Consider distinct points $A,B$ and a line $\ell \perp AB$. For any point $C \in \ell$, form the circle $\circ ABC$, and take $C'$ as the point on $\circ ABC$ diametrically opposite $C$. What is the locus of such points $C'$?
Source: Hadamard's Geometry
My solution is below, to which I request verification, feedback, and suggestions. In particular: Is the exposition clear? How could it be improved?
Solution: Let line $p$ be the perpendicular bisector of $AB$. The desired locus is the reflection of $\ell$ over $p$, which we call line $\ell'$.

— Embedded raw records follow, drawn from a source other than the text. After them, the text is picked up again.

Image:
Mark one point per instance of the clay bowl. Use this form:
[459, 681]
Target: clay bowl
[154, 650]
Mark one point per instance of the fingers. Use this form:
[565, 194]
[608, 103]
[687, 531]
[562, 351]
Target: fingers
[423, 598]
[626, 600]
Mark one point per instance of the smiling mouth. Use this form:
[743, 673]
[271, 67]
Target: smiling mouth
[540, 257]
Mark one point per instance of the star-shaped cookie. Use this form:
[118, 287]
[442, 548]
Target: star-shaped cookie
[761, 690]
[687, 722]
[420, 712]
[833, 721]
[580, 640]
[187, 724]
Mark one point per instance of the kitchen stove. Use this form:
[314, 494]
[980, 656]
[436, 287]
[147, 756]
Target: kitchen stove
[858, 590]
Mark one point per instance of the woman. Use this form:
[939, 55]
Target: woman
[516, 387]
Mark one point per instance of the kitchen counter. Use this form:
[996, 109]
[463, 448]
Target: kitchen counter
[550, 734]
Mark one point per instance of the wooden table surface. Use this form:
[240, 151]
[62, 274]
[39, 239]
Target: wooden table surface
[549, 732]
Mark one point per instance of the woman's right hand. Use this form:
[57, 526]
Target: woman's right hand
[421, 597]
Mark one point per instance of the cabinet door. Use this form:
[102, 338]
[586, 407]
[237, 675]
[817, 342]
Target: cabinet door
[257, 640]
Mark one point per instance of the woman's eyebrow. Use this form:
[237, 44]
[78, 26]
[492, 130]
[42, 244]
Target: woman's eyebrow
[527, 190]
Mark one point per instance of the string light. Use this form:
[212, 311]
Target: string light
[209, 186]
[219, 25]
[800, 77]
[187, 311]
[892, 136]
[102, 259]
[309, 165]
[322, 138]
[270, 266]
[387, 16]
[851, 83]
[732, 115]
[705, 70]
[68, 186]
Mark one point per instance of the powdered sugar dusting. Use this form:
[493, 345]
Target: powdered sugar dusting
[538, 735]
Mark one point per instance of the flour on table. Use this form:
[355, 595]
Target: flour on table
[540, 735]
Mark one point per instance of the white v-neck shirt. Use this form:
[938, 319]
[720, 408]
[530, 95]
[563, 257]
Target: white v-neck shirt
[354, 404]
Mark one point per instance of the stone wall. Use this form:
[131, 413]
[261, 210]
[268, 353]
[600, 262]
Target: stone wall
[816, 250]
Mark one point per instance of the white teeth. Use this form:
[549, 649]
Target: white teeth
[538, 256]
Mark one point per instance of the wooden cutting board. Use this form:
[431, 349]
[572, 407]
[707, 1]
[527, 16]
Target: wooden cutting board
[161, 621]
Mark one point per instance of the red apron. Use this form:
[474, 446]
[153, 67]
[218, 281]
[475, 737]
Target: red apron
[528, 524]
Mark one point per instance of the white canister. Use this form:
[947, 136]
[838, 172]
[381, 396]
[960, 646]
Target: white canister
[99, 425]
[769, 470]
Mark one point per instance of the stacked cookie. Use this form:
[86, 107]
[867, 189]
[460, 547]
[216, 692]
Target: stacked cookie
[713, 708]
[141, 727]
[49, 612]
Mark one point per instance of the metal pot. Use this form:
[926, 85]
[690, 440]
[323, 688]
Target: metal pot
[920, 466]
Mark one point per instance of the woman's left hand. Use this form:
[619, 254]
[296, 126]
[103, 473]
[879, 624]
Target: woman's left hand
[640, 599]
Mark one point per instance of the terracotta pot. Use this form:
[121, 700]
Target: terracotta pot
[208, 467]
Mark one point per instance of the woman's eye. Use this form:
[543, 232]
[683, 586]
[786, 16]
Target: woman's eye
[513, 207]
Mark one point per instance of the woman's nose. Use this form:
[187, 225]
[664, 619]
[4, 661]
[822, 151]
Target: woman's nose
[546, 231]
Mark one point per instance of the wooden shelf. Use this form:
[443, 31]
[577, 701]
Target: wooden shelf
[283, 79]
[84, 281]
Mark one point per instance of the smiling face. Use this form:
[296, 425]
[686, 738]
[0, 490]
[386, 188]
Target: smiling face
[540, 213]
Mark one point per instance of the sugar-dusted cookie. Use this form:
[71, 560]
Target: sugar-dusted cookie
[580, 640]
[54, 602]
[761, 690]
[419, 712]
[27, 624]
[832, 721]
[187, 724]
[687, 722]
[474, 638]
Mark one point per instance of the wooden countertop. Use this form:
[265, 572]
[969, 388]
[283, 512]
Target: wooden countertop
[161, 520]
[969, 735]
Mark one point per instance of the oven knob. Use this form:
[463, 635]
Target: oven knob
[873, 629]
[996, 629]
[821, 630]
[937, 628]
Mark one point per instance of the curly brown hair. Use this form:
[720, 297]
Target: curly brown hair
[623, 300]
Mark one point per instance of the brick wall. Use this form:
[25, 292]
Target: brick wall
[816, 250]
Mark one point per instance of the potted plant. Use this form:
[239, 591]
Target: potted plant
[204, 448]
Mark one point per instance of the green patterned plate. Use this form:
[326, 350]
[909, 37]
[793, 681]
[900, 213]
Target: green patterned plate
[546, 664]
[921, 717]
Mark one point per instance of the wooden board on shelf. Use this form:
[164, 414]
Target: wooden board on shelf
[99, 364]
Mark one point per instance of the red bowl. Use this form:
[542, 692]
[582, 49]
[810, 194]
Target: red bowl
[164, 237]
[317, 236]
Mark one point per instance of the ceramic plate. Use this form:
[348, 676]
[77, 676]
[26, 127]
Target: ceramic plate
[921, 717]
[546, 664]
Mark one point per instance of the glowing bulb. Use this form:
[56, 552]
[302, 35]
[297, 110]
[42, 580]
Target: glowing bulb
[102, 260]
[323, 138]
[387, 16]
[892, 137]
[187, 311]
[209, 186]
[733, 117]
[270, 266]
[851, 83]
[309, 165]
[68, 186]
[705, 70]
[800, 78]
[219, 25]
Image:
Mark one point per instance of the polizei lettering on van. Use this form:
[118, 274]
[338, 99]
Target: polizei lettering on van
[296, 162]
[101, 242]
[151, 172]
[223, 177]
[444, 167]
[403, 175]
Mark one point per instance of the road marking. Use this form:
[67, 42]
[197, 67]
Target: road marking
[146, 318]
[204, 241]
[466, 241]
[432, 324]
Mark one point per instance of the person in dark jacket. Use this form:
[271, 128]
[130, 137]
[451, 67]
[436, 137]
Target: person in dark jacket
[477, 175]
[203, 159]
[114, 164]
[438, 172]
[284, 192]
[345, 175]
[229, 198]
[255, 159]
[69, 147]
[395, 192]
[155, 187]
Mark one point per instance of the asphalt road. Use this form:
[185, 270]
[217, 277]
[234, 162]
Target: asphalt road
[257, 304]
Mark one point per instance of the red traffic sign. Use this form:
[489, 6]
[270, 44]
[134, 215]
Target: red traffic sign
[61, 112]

Proof: For any $C$ chosen, $AB$ is a chord of $\circ ABC$, and therefore the center $O$ of $\circ ABC$ is on $p$. Recall that the reflection $C'$ of any point $C$ over any point $O$ on line $p$ will have the same distance from line $p$ as $C$ itself has (as easily shown by AAS), and hence be on line $\ell'$. Conversely, reflecting any point $C'$ on $\ell'$ will yield an appropriate point $C$, completing the proof.
Update: The problem as written isn't clear if $C$ may be the unique point $\ell \cap AB$ (in which case we form not a circle but a line). If this is not allowed, we must also disallow the unique point $\ell' \cap AB$ as well.